Max Chanoch wanted to make a difference this summer. He did just that during a Study Abroad program, where he helped local Guatemalan entrepreneurs.

Chanoch and nine other UConn students conducted eye exams and sold reading glasses to Guatemalan women who weave for their livelihoods; educated people about the benefits of water filters; and demonstrated how wood stoves are safer and more economical than cooking over an open fire, during an eight-week Study Abroad program in social entrepreneurship.

The students worked with local entrepreneurs and honed their skills at analyzing rural economic development models and practices. They also studied Spanish.

“It was a life-changing experience,” says Chanoch, who is majoring in business management. “You learn about culture and a lot about people and how they live.”

Max Chanoch poses with a farming family in a field outside Quetzeltenango in western Guatemala.
Max Chanoch poses with a farming family in a field outside Quetzeltenango in western Guatemala.
Photo by Mark Kurzrok

The program is run by the Social Entrepreneur Corps, an organization that offers opportunities for university students to have hands-on learning experiences focused on solutions to community problems.

The program was sponsored by UConn’s Study Abroad office, the School of Business, and the Honors Program in consultation with the Spanish section of the Department of Modern and Classical Languages, and led by Professor Linda Klein, associate dean of the School of Business.

“The program is part of our goal to give our students broader exposure to world issues,” says Klein. “I believe it’s important for School of Business students to understand the positive impact of business on people’s lives.”

Students spent the first two weeks living in the homes of Guatemalans, in rural, traditional communities outside Antigua. Most of the host families did not speak English.

The students studied Spanish for four hours each morning, and spent afternoons in academic sessions discussing topics including the difference between relief and development, and the basics of entrepreneurship.

For the last six weeks, they were divided into four groups (along with students from Duke, Columbia, Notre Dame, and the University of North Carolina, who were also participating in the program) and worked in four different rural areas on “campaigns” or projects run by local entrepreneurs, mostly women.

The primary focus of the campaigns was vision projects, where free vision screenings were offered, and reading glasses were sold.

Students in the social entrepreneurship Study Abroad program in Guatemala pose with a weaver.
Students in the social entrepreneurship Study Abroad program in Guatemala pose with a weaver. Top row from left, Ricky Bogert, Jon Beery, and Kate Koenigsknecht. Bottom row from left, Max Chanoch, Isaac Selkow, and Stanley Huang. Selkow and Huang are from Duke University, the others are from UConn.
Photo supplied

“Many women weave for their livelihoods, but have no access to glasses,” says Klein.“As they reach their peak production years, their eyesight starts to fail, and they can no longer work.
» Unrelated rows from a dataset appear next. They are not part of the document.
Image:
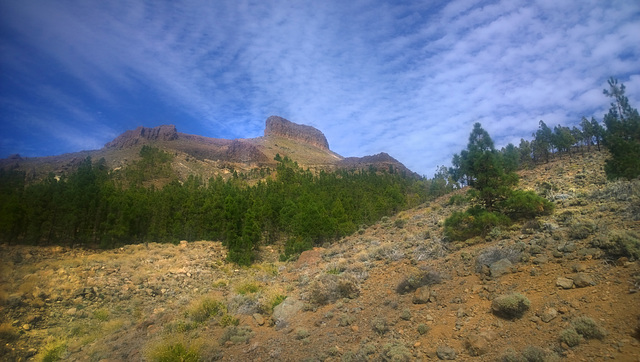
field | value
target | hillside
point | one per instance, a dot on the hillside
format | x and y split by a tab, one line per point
353	300
209	157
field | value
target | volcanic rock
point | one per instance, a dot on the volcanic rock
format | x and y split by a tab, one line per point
141	134
278	126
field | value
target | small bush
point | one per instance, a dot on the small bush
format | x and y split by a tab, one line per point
8	333
525	205
413	282
588	328
174	352
570	337
490	255
379	325
205	308
423	329
581	230
534	354
302	333
396	352
101	315
457	200
476	221
228	320
346	320
621	243
330	287
400	223
510	306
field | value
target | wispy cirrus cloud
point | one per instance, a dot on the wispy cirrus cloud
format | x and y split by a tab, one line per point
408	78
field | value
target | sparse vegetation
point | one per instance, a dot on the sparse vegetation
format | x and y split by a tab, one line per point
415	281
173	352
588	328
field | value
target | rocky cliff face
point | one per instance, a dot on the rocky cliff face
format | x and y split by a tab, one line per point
141	134
278	126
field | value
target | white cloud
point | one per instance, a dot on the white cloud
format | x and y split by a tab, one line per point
407	78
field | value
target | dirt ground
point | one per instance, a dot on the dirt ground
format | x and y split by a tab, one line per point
355	300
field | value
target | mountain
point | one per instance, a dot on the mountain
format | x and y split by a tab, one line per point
394	291
211	157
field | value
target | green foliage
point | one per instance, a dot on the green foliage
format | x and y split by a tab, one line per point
415	281
622	135
205	309
570	337
247	288
174	352
95	207
588	328
53	351
525	205
473	222
510	306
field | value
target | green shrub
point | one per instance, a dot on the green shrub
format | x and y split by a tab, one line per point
228	320
476	221
588	328
330	287
510	306
621	243
457	200
379	325
570	337
396	352
204	309
415	281
53	351
302	333
174	352
534	354
525	205
400	223
247	288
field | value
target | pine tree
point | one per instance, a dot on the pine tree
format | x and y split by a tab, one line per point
622	136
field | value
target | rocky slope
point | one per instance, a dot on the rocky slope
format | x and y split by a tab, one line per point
210	157
396	291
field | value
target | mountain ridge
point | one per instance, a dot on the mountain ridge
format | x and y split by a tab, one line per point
207	156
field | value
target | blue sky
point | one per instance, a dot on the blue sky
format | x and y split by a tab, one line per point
404	77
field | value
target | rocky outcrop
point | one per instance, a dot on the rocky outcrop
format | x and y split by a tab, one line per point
240	151
381	161
278	126
141	134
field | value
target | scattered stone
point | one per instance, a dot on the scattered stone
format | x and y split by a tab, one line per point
501	267
421	295
446	353
582	280
478	343
284	311
258	318
564	283
542	259
549	315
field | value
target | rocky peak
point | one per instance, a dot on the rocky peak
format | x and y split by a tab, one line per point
278	126
141	134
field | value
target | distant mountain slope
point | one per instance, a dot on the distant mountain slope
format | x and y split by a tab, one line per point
209	157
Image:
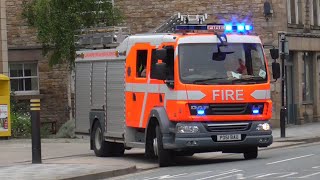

Reading glasses extend their productive years.”

Ricky Bogart, a management major, says, “We facilitated the process and helped out as much as we could with the projects, including publicity. We also brought energy-efficient light bulbs, seeds, water purifiers, and stoves. Once they come to the campaigns for the free eye exams, we also try to educate them about these other projects – how they will benefit them, and how they pay for themselves in the long run.”

Bogert says the experience will help him in his career.

“I want to get into international development, and there’s a lot you can’t learn in books and classes,” he says. “You have to be out in the field to see what works and what methods don’t work, and how to make an organization sustainable. A lot of people were surprised at how involved we actually were with the process. I learned a lot of things I’ll be able to apply in the future.”

Kevin Bahr, an economics major, says, “The experience gave me an opportunity to see concepts in action. We offered people products with economic and social benefits. The water filters, for example, have had a huge impact on the people. They save them money because they don’t have to buy bottled water.”

Ross Lewin, director of UConn Study Abroad, says the program is “one of the most important Study Abroad initiatives at UConn because it really makes an impact on the lives of poor people.

"UConn Social Entrepreneurship is an example of UConn students engaged in the improvement of communities beyond our local, state, or national borders. They have truly exemplified the practice of global citizenship.”

Klein adds, “From the business perspective, it gives our students hands-on experiential learning that blends the academic with application.”

On Oct. 6 students who participated in the social entrepreneurship Study Abroad will present a symposium about their experience. The event will take place at 6:30 p.m., in the School of Business, Room 211. Refreshments will be served.